The Montgomery-based ministry provides tutoring for children in the area, serves as a food pantry, provides furniture and clothing for low-income families and hosts evangelistic block parties among other events year-round.
Ongoing partnership
Ken May, director of missions for Montgomery Baptist Association, said the association has been involved with COH since its inception in 2000 when Neal Hughes, then an associational pastor and now a North American Mission Board missionary, started Project Hope. Hughes later formed the 501c3 non-profit known as COH.
May said the association provides COH with a grant from its mission/church extension funds each month and that many of the volunteers who serve frequently at COH are members of Montgomery Association churches.
This year volunteers from Dalraida Baptist Church; Ezekiel Academy; Eastmont Baptist Church; Fairview United Methodist Church; and Alabama Christian Academy, all in Montgomery, and Pike Road Baptist Church, along with many individuals, either donated money or goods or helped pack more than 500 bags for children in the area, many of whom participate in COH’s tutoring ministry. Each bag contained a Pop-Tart, a snack, soup and a drink.
Every morning at 9 during the break, March 23–27, Raughton and a handful of volunteers gathered at the playground of an apartment complex in Montgomery to hand out the bags. Most of the families in the area are part of the Mixtec people group, Raughton said, which makes it vital to have Spanish-speaking volunteers like Sarah Rodriguez and the Garcia family. Although the Mixtec people speak the Mixtec language, many of the apartment residents also speak Spanish.
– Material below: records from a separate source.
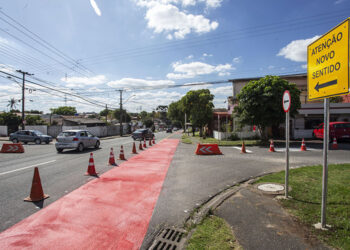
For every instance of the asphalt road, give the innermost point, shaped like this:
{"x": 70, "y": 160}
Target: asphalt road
{"x": 190, "y": 181}
{"x": 59, "y": 173}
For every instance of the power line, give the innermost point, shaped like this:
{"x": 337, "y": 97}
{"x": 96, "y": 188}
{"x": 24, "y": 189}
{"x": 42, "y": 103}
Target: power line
{"x": 60, "y": 91}
{"x": 42, "y": 42}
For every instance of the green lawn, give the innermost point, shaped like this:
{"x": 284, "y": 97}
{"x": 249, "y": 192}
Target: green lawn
{"x": 306, "y": 184}
{"x": 196, "y": 139}
{"x": 213, "y": 233}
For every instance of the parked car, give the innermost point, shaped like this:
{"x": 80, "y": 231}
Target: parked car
{"x": 76, "y": 139}
{"x": 142, "y": 134}
{"x": 339, "y": 130}
{"x": 26, "y": 136}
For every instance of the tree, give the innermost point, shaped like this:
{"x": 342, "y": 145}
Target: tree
{"x": 175, "y": 113}
{"x": 34, "y": 120}
{"x": 64, "y": 110}
{"x": 125, "y": 116}
{"x": 198, "y": 104}
{"x": 260, "y": 102}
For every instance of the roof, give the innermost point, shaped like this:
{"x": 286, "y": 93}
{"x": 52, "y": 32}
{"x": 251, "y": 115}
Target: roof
{"x": 301, "y": 75}
{"x": 83, "y": 120}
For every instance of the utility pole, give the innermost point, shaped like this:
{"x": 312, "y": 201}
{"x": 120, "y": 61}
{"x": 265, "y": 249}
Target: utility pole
{"x": 23, "y": 91}
{"x": 106, "y": 114}
{"x": 121, "y": 109}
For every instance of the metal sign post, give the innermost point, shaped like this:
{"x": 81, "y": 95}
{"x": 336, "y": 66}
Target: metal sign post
{"x": 286, "y": 103}
{"x": 325, "y": 162}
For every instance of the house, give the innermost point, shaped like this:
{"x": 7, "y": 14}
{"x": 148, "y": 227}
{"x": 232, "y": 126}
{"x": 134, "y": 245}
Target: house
{"x": 78, "y": 121}
{"x": 311, "y": 112}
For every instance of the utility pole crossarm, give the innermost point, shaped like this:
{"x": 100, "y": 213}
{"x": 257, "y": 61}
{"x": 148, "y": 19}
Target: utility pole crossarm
{"x": 23, "y": 93}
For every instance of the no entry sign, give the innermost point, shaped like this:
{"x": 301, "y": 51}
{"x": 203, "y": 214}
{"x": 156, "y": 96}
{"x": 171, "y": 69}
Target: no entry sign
{"x": 286, "y": 101}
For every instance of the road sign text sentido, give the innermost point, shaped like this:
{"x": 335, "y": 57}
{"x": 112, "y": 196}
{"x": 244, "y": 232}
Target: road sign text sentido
{"x": 328, "y": 56}
{"x": 328, "y": 64}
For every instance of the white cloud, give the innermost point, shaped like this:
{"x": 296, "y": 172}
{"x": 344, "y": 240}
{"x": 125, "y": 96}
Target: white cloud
{"x": 130, "y": 83}
{"x": 212, "y": 3}
{"x": 207, "y": 55}
{"x": 193, "y": 69}
{"x": 237, "y": 59}
{"x": 73, "y": 82}
{"x": 95, "y": 7}
{"x": 297, "y": 50}
{"x": 168, "y": 18}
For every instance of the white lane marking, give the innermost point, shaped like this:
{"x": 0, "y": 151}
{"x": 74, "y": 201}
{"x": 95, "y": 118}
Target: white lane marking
{"x": 295, "y": 149}
{"x": 39, "y": 164}
{"x": 248, "y": 151}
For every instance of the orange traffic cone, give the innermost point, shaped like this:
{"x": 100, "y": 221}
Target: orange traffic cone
{"x": 134, "y": 149}
{"x": 243, "y": 148}
{"x": 91, "y": 168}
{"x": 121, "y": 155}
{"x": 334, "y": 144}
{"x": 303, "y": 147}
{"x": 111, "y": 159}
{"x": 272, "y": 147}
{"x": 36, "y": 192}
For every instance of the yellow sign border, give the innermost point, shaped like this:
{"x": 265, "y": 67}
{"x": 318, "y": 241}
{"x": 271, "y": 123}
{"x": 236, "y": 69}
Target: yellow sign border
{"x": 348, "y": 63}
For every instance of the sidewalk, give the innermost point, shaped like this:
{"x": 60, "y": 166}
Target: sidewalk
{"x": 259, "y": 222}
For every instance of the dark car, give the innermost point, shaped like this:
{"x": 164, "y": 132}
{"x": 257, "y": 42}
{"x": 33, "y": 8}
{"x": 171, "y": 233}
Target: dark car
{"x": 26, "y": 136}
{"x": 142, "y": 134}
{"x": 76, "y": 139}
{"x": 338, "y": 130}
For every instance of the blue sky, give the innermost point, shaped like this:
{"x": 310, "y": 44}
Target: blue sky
{"x": 91, "y": 48}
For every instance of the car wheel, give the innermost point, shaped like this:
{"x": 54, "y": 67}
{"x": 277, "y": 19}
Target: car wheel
{"x": 80, "y": 147}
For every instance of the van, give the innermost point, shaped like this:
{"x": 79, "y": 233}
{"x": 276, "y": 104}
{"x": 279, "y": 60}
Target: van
{"x": 339, "y": 130}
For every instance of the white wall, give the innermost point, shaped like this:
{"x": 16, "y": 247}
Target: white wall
{"x": 41, "y": 128}
{"x": 3, "y": 130}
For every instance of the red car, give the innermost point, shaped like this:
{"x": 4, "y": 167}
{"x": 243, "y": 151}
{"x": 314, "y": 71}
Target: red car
{"x": 339, "y": 130}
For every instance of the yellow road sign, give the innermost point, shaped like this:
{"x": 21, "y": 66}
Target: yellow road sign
{"x": 328, "y": 64}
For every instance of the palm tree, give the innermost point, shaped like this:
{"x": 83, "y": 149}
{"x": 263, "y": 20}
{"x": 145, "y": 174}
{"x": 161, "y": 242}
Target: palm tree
{"x": 12, "y": 103}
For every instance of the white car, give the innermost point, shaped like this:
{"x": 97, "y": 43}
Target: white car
{"x": 76, "y": 139}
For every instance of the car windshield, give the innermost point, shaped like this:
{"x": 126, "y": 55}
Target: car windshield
{"x": 67, "y": 134}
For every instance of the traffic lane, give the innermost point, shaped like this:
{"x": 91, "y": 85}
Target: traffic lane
{"x": 58, "y": 178}
{"x": 192, "y": 179}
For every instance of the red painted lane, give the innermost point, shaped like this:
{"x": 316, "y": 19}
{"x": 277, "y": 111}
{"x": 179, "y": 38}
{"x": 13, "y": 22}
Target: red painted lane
{"x": 111, "y": 212}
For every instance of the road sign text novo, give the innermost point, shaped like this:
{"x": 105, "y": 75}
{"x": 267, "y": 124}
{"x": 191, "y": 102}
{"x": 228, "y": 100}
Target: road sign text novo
{"x": 328, "y": 64}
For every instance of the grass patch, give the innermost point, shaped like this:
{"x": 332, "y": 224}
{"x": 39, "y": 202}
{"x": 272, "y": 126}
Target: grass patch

At the start of the week the children were slow to get up and come out to the playground to get their bags, just like in years past, said Raughton, who is a member of Dalraida Baptist. But by the end of the week they were out and waiting for the volunteers to arrive, she said. The parents and families that live in the complex “were grateful to be thought of,” Raughton said.
Pulling from 1 Peter 5:7, this year’s “Feed the Children” mission is to “share God’s love and to show the children and families that God cares for them,” Raughton said.
Ultimately “Feed the Children” is much more than handing out bags
of food, she emphasized.
“It’s a way that we can build an ongoing relationship with the families. We try to reach out and meet their physical needs and invite them to our ministry center. We want to meet their physical needs so that we can also share Jesus Christ with them. That’s our end goal.”